Heaven: How do you imagine it?

What is heaven like?We all have our ideas.  What are yours?

Sometimes I speak before I think.  Sometimes this happens when I’m preaching. Ordinarily I’ve got a pretty strict plan for my message, but it is not unusual for me to let something sneak in at  the last minute.

A couple of Sundays ago I opened my sermon with the question, “If heaven were sitting on clouds, wearing white robes and wings and playing harps, would you want to go?”

I expected no one to respond affirmatively.  A couple of people did.

I have not been able to get that question out of my mind since, or that some replied they would really enjoy that image.

A Kevin Harry Latz, a good friend of mine from college, imagined aloud one day that heaven would have a lot of touch football and Mrs. Johnson’s doughnuts. Mrs. Johnson’s was a bakery in Austin that we frequented. Krispy Kreme has come and gone in Waco, and I still have yet to meet a doughnut that can rival Mrs. Johnson’s.

I soon realized the truth behind Kevin’s vision was that heaven, or what draws us heaven-ward, is about the things in life that bring us joy.

Clouds, wings, halos, and harps dont’ do that for me.  Do they for you?

4 thoughts on “Heaven: How do you imagine it?

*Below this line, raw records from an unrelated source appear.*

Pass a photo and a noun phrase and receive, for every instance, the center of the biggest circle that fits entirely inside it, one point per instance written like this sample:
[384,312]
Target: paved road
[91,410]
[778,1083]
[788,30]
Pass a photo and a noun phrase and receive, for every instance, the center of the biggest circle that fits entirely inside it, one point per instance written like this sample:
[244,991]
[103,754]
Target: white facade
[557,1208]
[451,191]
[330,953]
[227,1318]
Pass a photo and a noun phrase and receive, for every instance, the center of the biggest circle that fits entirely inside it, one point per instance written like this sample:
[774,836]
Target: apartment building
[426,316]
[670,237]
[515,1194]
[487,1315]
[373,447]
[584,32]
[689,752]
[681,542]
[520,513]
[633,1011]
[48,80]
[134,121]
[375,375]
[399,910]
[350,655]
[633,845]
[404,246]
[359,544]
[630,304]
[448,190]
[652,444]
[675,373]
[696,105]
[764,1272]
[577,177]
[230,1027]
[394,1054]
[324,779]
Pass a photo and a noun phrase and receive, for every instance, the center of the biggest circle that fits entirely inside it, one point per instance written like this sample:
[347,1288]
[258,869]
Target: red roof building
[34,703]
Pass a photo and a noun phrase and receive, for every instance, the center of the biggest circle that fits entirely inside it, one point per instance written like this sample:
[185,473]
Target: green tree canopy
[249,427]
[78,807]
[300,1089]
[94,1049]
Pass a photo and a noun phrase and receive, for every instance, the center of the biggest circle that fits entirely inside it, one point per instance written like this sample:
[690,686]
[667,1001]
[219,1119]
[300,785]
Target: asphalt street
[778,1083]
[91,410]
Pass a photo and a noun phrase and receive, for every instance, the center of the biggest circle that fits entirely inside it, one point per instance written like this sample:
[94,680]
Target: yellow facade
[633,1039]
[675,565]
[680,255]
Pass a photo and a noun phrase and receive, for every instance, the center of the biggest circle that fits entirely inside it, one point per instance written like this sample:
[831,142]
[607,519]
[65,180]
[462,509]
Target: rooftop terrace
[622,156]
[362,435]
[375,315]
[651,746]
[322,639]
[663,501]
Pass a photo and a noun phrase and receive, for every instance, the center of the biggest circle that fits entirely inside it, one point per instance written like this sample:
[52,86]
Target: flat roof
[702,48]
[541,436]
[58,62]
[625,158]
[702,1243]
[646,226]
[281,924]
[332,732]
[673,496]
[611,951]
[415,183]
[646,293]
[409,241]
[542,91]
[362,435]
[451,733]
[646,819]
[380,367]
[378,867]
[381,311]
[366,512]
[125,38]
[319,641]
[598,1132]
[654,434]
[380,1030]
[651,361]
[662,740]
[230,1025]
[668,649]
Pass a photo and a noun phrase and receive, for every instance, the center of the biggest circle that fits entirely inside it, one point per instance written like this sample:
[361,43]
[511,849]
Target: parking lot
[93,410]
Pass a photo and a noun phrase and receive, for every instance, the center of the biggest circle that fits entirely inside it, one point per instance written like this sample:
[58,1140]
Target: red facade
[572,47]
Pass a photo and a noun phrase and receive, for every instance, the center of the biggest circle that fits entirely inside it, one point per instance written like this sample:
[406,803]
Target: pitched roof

  1. I think we have a few difficulties when we think about this subject.
    1. Rather than starting with the Christian tradition we tend to start with the modern American tradition. The bible and other texts (and images and practices) that make up the former, are replaced by the imagery of movies and cartoons.
    2. Our current talk of heaven tends to be an abstraction from the direction of our current experience. In this particular abstraction, we take the best, subtract the worst, and stretch it to eternity. Apart from theology, science fiction and fantasy literature has contributed to dismantling this approach.
    3. The NT approach to heaven is centered on God. God, though mostly undescribed, is the center of John’s vision in Revelation 4 & 5.
    4. While heaven figures in the NT picture of human eternity, the promise is for resurrection. Inasmuch as a resurrection implies a body, there might be reason to think of donuts & football.
    5. The ethics implied in an eternal infatuation with that which infatuates us now is one that appears to leave little if any place for an evaluation or transformation of our desires, of what we love. Heaven – or eternity – just gives us more of what we now love and value, with no comment as to whether that love or valuation is good thing. The autonomous individual, not God, is lord.

    • I think I get your point: I also don’t think God would have a problem with touch football our donuts.

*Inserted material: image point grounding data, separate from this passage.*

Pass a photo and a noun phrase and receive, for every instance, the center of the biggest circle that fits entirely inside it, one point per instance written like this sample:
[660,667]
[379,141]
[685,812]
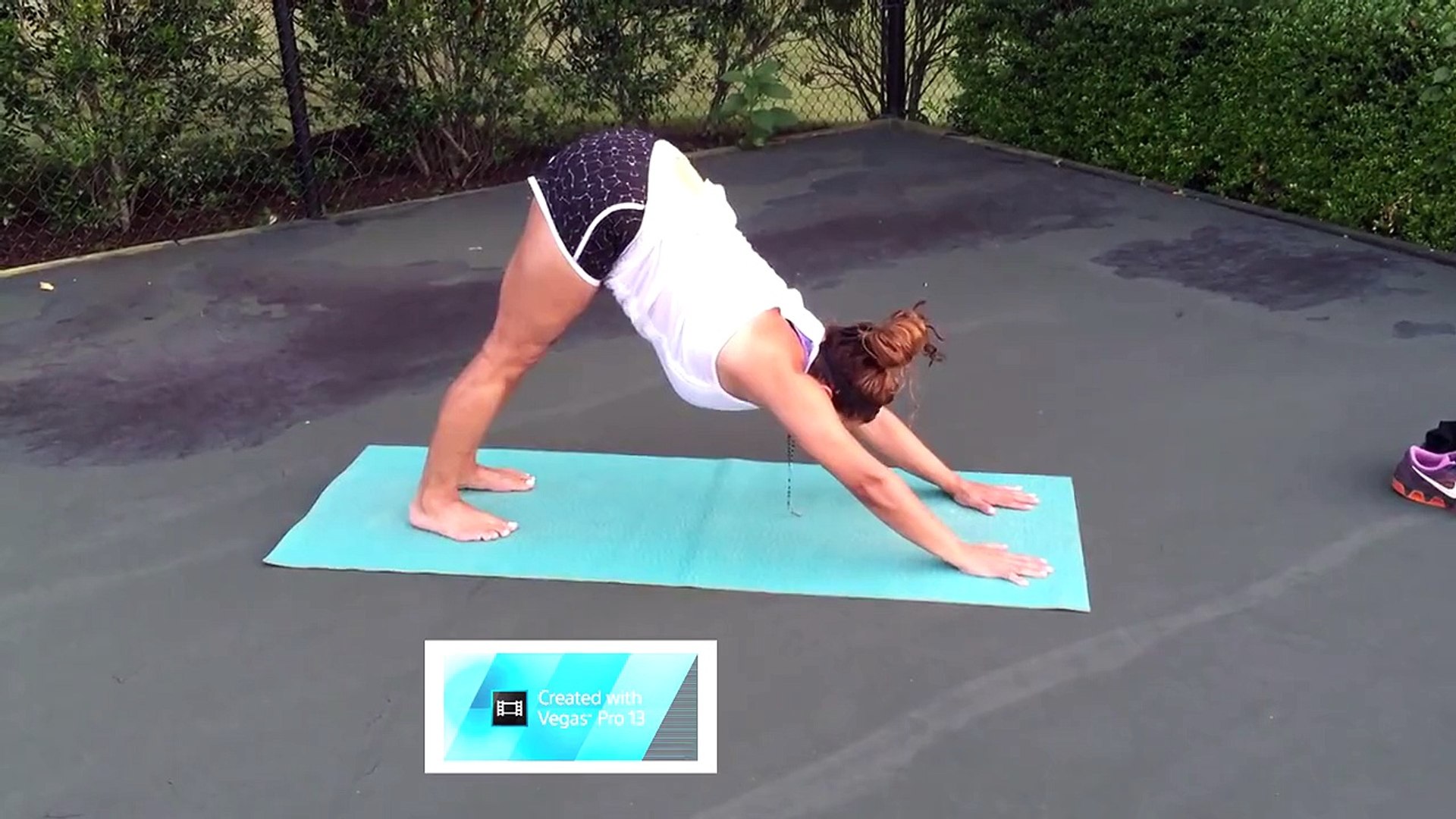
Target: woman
[626,210]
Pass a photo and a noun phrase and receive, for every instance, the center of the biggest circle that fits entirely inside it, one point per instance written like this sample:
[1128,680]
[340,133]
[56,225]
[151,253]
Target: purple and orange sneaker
[1427,479]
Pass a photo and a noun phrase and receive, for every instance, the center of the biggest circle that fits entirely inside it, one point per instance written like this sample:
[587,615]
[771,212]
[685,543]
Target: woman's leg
[541,297]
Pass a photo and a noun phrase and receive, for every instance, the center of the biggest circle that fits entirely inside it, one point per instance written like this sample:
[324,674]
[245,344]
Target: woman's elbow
[874,487]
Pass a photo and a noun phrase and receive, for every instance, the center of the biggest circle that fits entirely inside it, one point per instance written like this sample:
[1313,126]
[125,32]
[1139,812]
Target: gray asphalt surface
[1269,632]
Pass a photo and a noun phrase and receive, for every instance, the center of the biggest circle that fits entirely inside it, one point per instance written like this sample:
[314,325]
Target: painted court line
[862,767]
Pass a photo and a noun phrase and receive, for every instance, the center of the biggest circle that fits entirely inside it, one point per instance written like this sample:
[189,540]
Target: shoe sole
[1417,496]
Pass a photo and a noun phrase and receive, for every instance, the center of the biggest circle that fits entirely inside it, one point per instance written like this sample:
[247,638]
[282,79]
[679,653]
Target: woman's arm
[805,411]
[900,447]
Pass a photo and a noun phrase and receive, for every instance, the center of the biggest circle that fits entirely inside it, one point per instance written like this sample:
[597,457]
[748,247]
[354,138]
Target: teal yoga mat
[686,522]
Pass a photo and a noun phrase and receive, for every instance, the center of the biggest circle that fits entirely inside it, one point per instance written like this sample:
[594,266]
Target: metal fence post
[297,108]
[893,55]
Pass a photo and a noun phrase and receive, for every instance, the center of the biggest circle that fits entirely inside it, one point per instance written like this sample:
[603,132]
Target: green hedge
[1338,110]
[161,118]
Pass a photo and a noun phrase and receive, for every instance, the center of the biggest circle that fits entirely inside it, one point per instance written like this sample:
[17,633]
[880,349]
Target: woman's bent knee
[510,359]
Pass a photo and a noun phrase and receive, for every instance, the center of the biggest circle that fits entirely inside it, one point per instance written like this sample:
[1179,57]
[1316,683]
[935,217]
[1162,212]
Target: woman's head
[865,365]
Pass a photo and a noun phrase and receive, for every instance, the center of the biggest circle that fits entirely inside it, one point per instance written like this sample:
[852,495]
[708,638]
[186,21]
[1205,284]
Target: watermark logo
[509,708]
[571,706]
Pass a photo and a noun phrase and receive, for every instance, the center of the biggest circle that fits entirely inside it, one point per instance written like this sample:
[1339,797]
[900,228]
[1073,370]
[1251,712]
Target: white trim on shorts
[561,245]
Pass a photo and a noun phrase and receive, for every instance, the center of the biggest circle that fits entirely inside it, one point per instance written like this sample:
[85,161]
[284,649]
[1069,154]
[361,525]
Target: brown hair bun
[896,341]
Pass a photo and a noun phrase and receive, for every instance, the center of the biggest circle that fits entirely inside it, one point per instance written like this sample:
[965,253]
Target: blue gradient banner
[566,706]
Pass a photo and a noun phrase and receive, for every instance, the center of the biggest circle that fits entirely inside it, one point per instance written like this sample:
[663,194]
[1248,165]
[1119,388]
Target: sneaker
[1427,479]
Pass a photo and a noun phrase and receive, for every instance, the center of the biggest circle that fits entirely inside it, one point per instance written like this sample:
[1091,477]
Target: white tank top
[691,280]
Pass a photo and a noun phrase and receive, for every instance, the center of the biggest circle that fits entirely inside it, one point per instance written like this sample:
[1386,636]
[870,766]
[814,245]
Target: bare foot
[457,521]
[497,480]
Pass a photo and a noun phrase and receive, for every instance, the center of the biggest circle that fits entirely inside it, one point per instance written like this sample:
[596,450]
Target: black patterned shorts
[593,193]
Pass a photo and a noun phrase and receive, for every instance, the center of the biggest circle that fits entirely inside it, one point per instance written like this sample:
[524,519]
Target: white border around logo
[707,651]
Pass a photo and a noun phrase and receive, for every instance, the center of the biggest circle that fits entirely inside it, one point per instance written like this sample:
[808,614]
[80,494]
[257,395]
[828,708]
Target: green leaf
[733,105]
[774,89]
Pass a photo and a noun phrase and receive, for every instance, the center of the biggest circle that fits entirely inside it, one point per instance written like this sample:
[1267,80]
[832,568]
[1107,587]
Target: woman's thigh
[541,295]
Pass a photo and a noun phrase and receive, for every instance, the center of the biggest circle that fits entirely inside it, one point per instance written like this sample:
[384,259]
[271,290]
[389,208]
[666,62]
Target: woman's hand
[992,560]
[986,497]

      At the same time, it seems clear to me that even if football and donuts had a place in heaven, thinking heaven is primarily about such is extremely misguided.

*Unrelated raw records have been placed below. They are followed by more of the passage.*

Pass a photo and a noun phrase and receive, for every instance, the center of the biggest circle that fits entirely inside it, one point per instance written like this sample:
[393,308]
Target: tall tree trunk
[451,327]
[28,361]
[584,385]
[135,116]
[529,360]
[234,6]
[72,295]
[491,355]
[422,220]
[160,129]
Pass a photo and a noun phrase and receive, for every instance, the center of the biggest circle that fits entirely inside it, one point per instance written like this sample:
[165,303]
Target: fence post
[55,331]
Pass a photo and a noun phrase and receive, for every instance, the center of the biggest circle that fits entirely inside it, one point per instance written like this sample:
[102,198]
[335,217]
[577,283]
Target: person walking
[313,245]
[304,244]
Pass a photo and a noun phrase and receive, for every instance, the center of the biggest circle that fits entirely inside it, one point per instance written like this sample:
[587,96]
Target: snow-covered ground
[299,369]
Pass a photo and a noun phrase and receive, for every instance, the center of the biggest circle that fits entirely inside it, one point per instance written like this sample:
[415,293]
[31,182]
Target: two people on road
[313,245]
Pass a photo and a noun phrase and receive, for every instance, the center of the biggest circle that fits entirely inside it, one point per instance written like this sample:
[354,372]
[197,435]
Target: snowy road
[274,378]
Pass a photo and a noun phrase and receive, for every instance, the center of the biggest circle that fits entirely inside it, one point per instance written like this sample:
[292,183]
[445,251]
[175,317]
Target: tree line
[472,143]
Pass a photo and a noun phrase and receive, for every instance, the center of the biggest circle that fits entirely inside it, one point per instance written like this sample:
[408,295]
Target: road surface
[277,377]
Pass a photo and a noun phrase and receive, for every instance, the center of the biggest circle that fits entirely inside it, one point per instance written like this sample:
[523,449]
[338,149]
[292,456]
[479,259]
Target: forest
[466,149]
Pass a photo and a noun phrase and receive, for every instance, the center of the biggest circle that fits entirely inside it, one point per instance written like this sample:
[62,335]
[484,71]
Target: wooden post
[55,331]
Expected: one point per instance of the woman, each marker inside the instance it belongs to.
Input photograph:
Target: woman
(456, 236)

      I completely agree with you that the NY focus is on resurrection and God, not heaven. But “do I get to go to heaven” is a question I hear a LOT.

  2. I very much enjoyed the book entitled “Sum”. The author has 40 reflections on the afterlife and all of them are creative and impressive. Some of the reflections have room for a God, and some do not. Some are hope filled, some are not. But it is great to read.

    Thanks for the post.

    The afterlife for me is best summed up in the book with the essay titled, “Ineffable”.